Anthony Drysdale, business development and liaison officer of the Fishermen’s Cooperative Union Limited, believes that it will be a hard nut to crack as resources to properly patrol and monitor territorial waters are lacking.
Drysdale spoke to the Jamaica Observer last Wednesday after a Honduran vessel with 132 men on-board was intercepted by the Jamaica Defence Force (JDF) Coast Guard three days before.
The vessel was seized and the men detained for fishing illegally on the Pedro Banks.
The coast guard issued a statement on December 12 saying that when the Honduran vessel was approached, it manoeuvred aggressively to avoid interdiction. The mission caused significant damage to the JDF Coast Guard vessel.
The statement also pointed out that similar encounters have been a long-standing issue and that it is not uncommon for people on-board these vessels who are fishing illegally to resist apprehension in ways that put JDF service members at risk.
Drysdale confirmed that this was the case.
“You find that a boat comes in and you seize that boat and they get another boat and come back. The coast guards don’t have the resources to deal with all of that. Those boats sometimes carry guns because people come with the intention to secure a certain amount and take back to their country. It is not a bed of roses,” he said.
Drysdale added that Jamaica’s territorial waters possess some of the best lobster and conch in the world, and therefore attract outsiders who care very little about breaking laws.
“Lobster is very tasty. People from Honduras, Nicaragua, Colombia and other countries come and try to seize theses species and try to make headway,” Drysdale said.
Attempting to show that Government sees illegal fishing as a threat to the economy, the Ministry of Agriculture and Fisheries recently launched a collaborative campaign dubbed Blue Justice.
The collaboration includes the National Fisheries Authority, the Passport Immigration and Citizenship Agency, Jamaica Constabulary Force, the Ministry of Foreign Affairs and Foreign Trade, the Maritime Authority, and the Port Authority of Jamaica. Through the partnership the Government will target organised crime in the fishing sector and focus on deterring and/or eliminating illegal, unregulated and unreported fishing.
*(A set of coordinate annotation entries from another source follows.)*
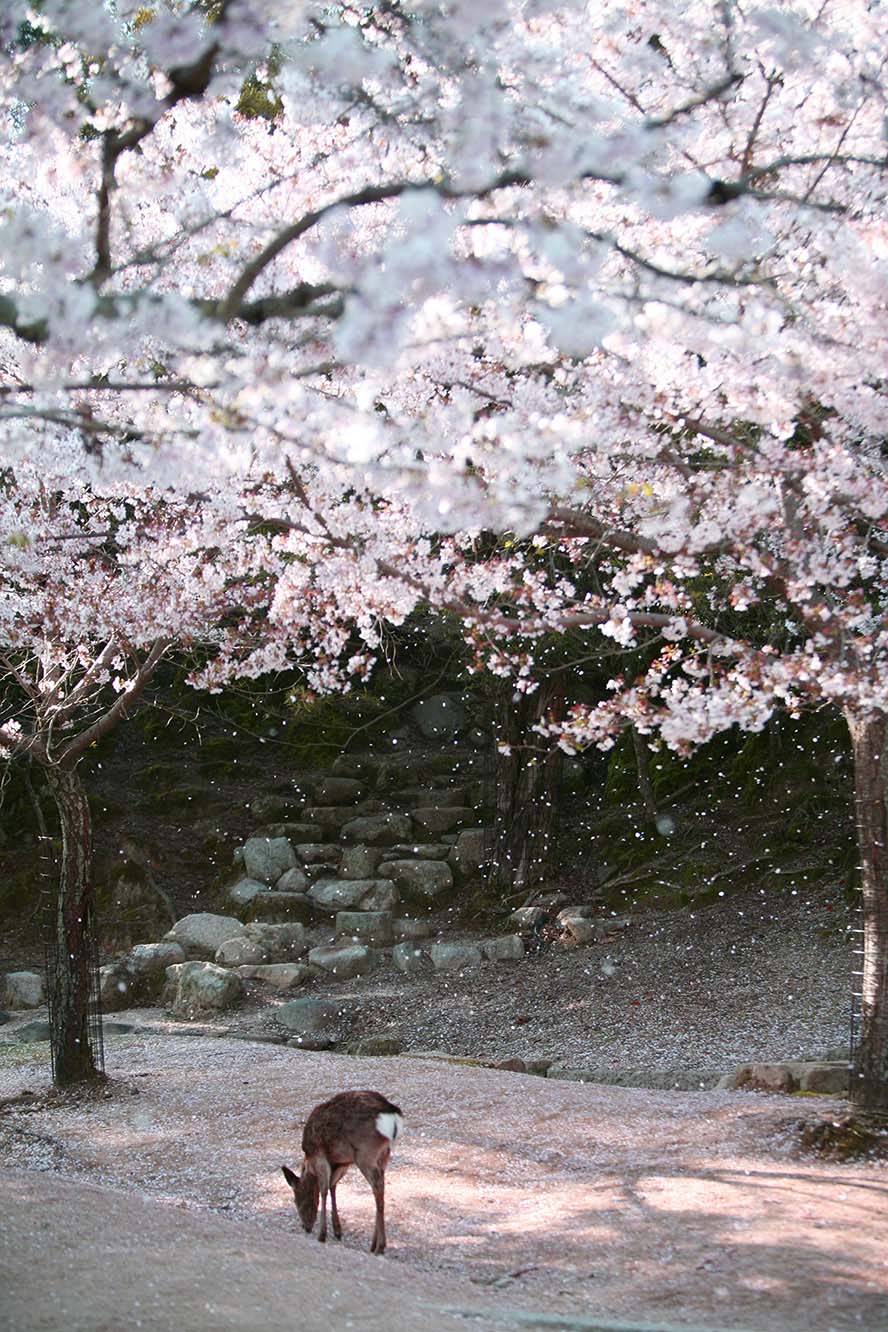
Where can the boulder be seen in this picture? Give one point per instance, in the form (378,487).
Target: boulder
(372,927)
(266,858)
(344,961)
(338,790)
(454,957)
(422,882)
(281,907)
(273,809)
(578,930)
(507,947)
(348,765)
(35,1030)
(470,851)
(377,829)
(795,1075)
(195,986)
(314,1023)
(292,881)
(418,851)
(525,918)
(278,975)
(318,853)
(440,717)
(21,990)
(294,833)
(137,977)
(360,862)
(329,817)
(334,895)
(241,951)
(436,819)
(241,894)
(410,958)
(405,927)
(203,933)
(827,1079)
(374,1046)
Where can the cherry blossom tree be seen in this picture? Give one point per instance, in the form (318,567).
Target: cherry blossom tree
(606,279)
(95,590)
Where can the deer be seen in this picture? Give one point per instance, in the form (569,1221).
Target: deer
(352,1128)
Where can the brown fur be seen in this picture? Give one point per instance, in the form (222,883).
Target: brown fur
(337,1134)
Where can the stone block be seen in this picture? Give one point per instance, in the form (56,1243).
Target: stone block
(436,819)
(266,858)
(360,862)
(372,927)
(377,829)
(344,962)
(334,895)
(422,882)
(454,957)
(507,947)
(21,990)
(410,958)
(278,975)
(201,933)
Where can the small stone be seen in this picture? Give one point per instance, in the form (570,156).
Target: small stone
(372,927)
(281,907)
(377,829)
(578,930)
(35,1030)
(826,1079)
(374,1046)
(281,942)
(360,862)
(507,947)
(266,858)
(342,962)
(278,975)
(242,893)
(314,1023)
(405,927)
(422,882)
(410,958)
(318,853)
(334,895)
(200,985)
(454,957)
(436,819)
(292,881)
(440,715)
(470,851)
(21,990)
(525,918)
(241,951)
(338,790)
(201,933)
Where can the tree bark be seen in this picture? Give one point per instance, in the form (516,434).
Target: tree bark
(870,1074)
(526,789)
(68,983)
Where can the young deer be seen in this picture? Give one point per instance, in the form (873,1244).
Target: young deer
(353,1128)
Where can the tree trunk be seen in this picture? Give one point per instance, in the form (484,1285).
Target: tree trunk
(870,1072)
(527,779)
(69,982)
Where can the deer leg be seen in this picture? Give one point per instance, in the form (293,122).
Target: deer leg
(374,1175)
(338,1171)
(322,1171)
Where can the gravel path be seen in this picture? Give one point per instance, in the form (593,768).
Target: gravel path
(510,1192)
(525,1192)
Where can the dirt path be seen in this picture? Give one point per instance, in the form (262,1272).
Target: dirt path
(507,1192)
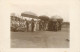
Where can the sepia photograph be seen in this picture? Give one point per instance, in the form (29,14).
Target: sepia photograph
(41,24)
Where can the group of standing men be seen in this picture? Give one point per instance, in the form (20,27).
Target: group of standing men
(41,25)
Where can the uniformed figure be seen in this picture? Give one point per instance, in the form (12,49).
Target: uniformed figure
(40,25)
(32,25)
(27,25)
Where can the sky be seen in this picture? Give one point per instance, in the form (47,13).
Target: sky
(41,7)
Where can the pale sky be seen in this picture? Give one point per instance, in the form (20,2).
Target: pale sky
(41,7)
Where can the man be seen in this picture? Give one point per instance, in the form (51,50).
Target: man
(27,25)
(32,25)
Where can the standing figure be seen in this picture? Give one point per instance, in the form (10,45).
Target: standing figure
(27,25)
(32,25)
Gavin Bellamy, chief executive officer at the National Fisheries Authority, said that it is difficult to monitor Jamaica’s waters for poachers but he was particularly pleased about the multi-agency collaboration because there is a serious organised crime element involved.
“There is organised crime associated with illegal fishing. We lose customs and export revenue — it is just exponential. It balloons out when you think about the impact that just one vessel has. We have had sightings regularly and the coast guard has been working with us at sea to eliminate this,” Bellamy told the Sunday Observer.
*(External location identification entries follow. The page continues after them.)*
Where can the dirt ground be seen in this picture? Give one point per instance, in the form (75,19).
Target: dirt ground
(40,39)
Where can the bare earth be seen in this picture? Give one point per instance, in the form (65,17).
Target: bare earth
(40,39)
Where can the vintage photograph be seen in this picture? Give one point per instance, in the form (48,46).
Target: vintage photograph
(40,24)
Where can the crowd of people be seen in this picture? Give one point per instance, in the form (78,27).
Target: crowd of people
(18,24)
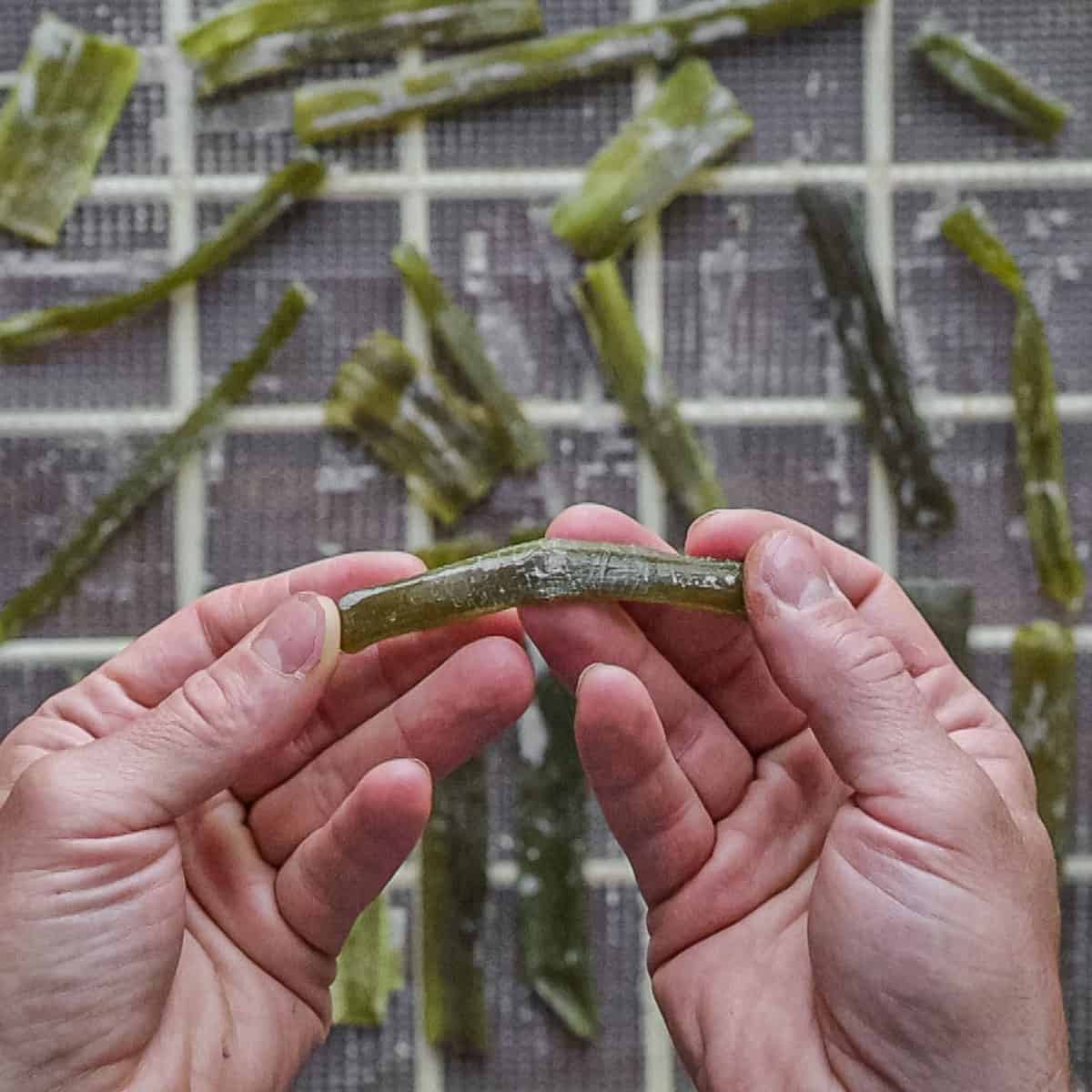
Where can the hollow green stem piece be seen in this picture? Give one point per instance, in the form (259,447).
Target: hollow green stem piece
(546,571)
“Our exclusive economic zone is about 24 times bigger than our land so it is a very large area for the coast guard to patrol. We do our best to try to ensure that when we catch them, they get the full brunt of the law. Pedro Bank is a nice fishing area [so] definitely they are going to come here and pillage, but poaching is extremely dangerous to our economy, ecology and our society on a whole,” Bellamy said, adding that poachers harvest juveniles and female lobsters with eggs, known as berried lobsters.
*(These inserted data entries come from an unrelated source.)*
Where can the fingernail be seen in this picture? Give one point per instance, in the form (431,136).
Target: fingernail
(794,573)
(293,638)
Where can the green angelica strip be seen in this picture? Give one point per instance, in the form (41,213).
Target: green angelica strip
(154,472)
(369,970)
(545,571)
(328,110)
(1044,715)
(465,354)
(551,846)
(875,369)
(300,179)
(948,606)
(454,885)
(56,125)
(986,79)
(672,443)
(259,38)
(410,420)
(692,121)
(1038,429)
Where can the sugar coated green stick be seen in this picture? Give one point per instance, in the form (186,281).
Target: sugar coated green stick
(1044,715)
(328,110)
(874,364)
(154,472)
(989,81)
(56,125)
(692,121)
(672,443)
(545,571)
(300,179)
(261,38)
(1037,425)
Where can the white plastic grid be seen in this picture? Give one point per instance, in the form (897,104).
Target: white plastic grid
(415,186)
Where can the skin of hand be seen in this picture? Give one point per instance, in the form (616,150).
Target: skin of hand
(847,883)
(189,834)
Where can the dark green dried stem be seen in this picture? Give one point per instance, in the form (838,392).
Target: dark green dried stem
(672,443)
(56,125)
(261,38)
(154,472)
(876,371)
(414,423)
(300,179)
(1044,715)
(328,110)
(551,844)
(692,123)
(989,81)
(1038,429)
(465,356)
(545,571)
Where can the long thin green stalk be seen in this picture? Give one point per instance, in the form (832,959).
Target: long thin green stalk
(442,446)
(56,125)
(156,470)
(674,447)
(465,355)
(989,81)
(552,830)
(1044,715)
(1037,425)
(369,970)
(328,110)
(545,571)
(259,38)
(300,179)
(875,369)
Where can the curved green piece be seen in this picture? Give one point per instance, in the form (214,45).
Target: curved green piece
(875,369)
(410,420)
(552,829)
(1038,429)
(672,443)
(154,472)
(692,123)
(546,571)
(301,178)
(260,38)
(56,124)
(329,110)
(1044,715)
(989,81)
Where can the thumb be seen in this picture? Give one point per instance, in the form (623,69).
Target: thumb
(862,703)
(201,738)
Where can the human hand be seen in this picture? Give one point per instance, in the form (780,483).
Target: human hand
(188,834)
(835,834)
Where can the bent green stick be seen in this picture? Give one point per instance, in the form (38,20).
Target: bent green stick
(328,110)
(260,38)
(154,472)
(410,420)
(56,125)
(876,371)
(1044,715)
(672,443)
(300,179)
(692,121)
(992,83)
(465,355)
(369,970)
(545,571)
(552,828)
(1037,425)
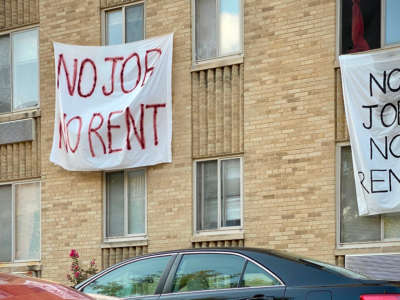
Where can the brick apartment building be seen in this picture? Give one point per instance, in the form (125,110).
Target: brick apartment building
(260,157)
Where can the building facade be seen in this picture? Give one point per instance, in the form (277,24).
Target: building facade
(261,153)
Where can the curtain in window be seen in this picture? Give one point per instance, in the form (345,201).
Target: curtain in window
(206,34)
(5,84)
(114,27)
(207,195)
(136,201)
(5,223)
(27,221)
(115,203)
(231,192)
(25,69)
(134,23)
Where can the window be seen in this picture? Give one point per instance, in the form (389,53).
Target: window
(19,70)
(125,203)
(369,24)
(354,228)
(138,278)
(20,222)
(255,276)
(218,194)
(124,25)
(218,28)
(198,272)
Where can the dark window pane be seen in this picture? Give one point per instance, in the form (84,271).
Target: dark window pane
(25,69)
(134,23)
(392,22)
(207,195)
(255,276)
(5,223)
(354,228)
(5,84)
(230,186)
(361,25)
(206,35)
(134,279)
(115,203)
(208,272)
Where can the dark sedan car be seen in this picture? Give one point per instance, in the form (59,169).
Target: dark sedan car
(245,274)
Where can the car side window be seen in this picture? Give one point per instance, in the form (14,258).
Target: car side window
(254,276)
(208,272)
(138,278)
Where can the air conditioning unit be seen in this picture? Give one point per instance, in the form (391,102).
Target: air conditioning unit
(385,266)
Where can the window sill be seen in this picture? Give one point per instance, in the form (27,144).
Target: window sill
(211,236)
(125,242)
(343,248)
(217,63)
(20,115)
“From the calculations we have done it works out that if you allow one berried lobster to go through its life cycle, with eggs and everything, that would be valued at over US$50,000 in a three- to four-year period,” he said.
“This is serious economic loss for Jamaica. Also, it makes it harder for our fishers to catch what they go out there for; it makes their work harder [as] they use more gasoline to catch the same amount. The poachers don’t discriminate, they catch everything. It is really a big economic, social and environmental cost,” Bellamy said.
He told the Sunday Observer that the fines associated with illegal fishing are “not very high” but under the new Fisheries Act of 2018 fines have increased and the ability to secure forfeiture of vessels involved in the activity has been made a reality.
“We can make applications to the court that they don’t get back the vessel, and the Government of Jamaica would own the vessel,” he said.